The Crimson Staff Editorial

NO WRITER ATTRIBUTED

In the last few weeks, the staff of Annenberg Hall has been cracking down on students taking food to go. First-years attempting to take a sandwich out of the hall are being reprimanded and even asked to abandon their lunch at the door.

What nonsense. Not all of us have time every day to enjoy a complete meal while seated. A bagged lunch only helps when we do not have time to get to the dining hall at all. And if we want to grab something for a between-class snack, we should not have to feel like criminals for doing so--especially not when we are paying for the food willy-nilly.

In justifying the crackdown to The Crimson, Annenberg Manager Kay D'Andria said she and her staff were only trying to keep everyone healthy. Students, she said, may take a sandwich and not eat it, put it in their pocket, and, if it has mayonnaise or something, it could get contaminated. Talk about far-fetched. We trust our peers to remember when they have stowed an entire sandwich in a pocket and to think twice before biting into food that's been sitting in their jacket for a week. If anything, the crack-down is only detrimental to first-years health, given that nutritionists have often argued that it is healthier to consume numerous small meals and snacks throughout the day than to eat three large meals.

According to the director of Dining Services Ted Mayer, the real issue at hand is not health but waste. Students feel they are entitled to take food in exchange for missed meals, Mayer said, and end up taking more than they need.
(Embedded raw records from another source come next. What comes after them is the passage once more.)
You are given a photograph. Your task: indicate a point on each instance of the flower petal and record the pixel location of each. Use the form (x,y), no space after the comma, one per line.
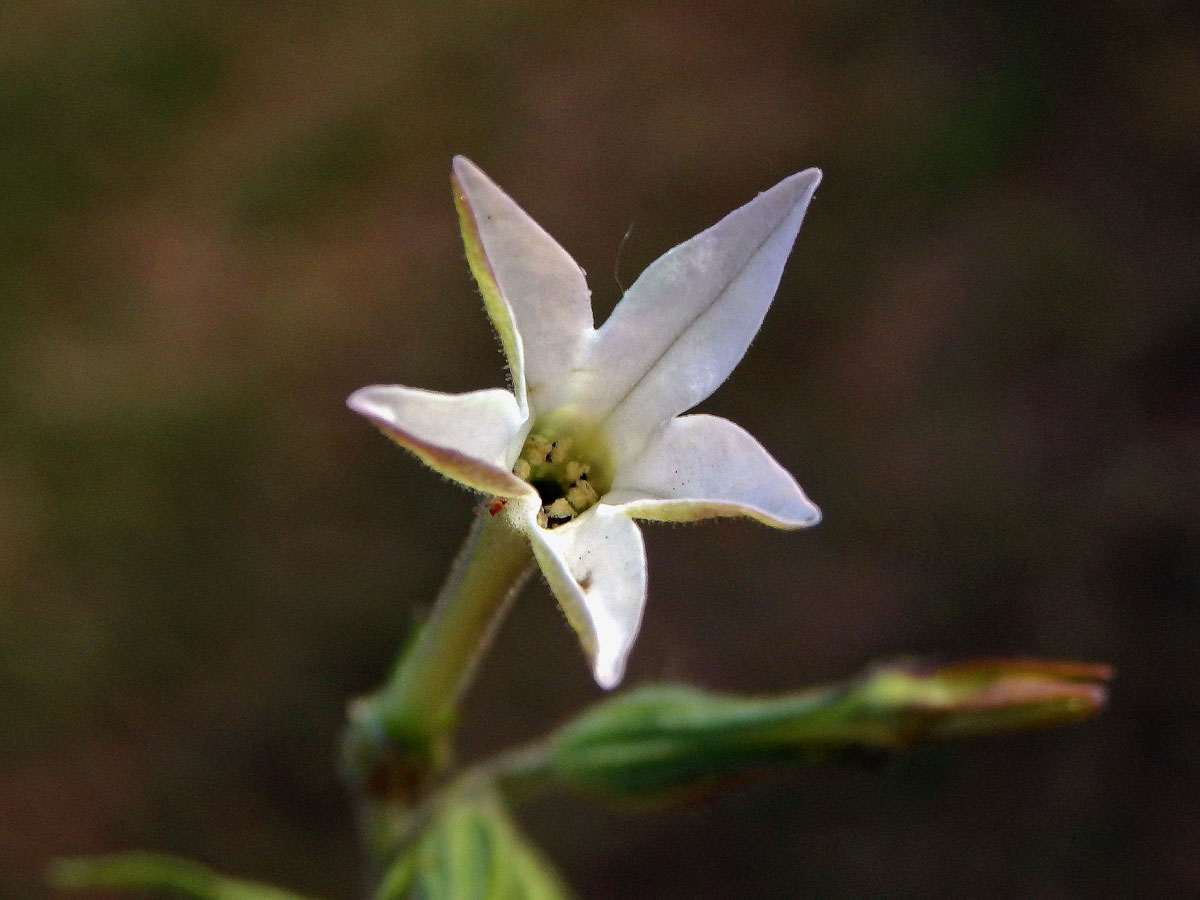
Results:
(534,292)
(702,466)
(597,568)
(468,437)
(688,319)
But the vast majority of students who take food to go are not being vindictive or wasteful; they are just trying to get enough to eat.

Mayer also says students are only questioned when they take large amounts of food to go, not a bagel or a banana. But the evidence in Annenberg seems to suggest otherwise. We urge the Annenberg staff to abandon its heightened militancy and follow the lead of the houses, where, thankfully, the policy goes largely unenforced, and the dining atmosphere is not antagonistic but civil. We also urge Harvard Dining Services to provide paper bags and containers so that students will have the flexibility to eat on the run. Given the almost nonexistent flexibility of the current meal plan, it is heartless to attempt to close this small yet vital loophole in the system.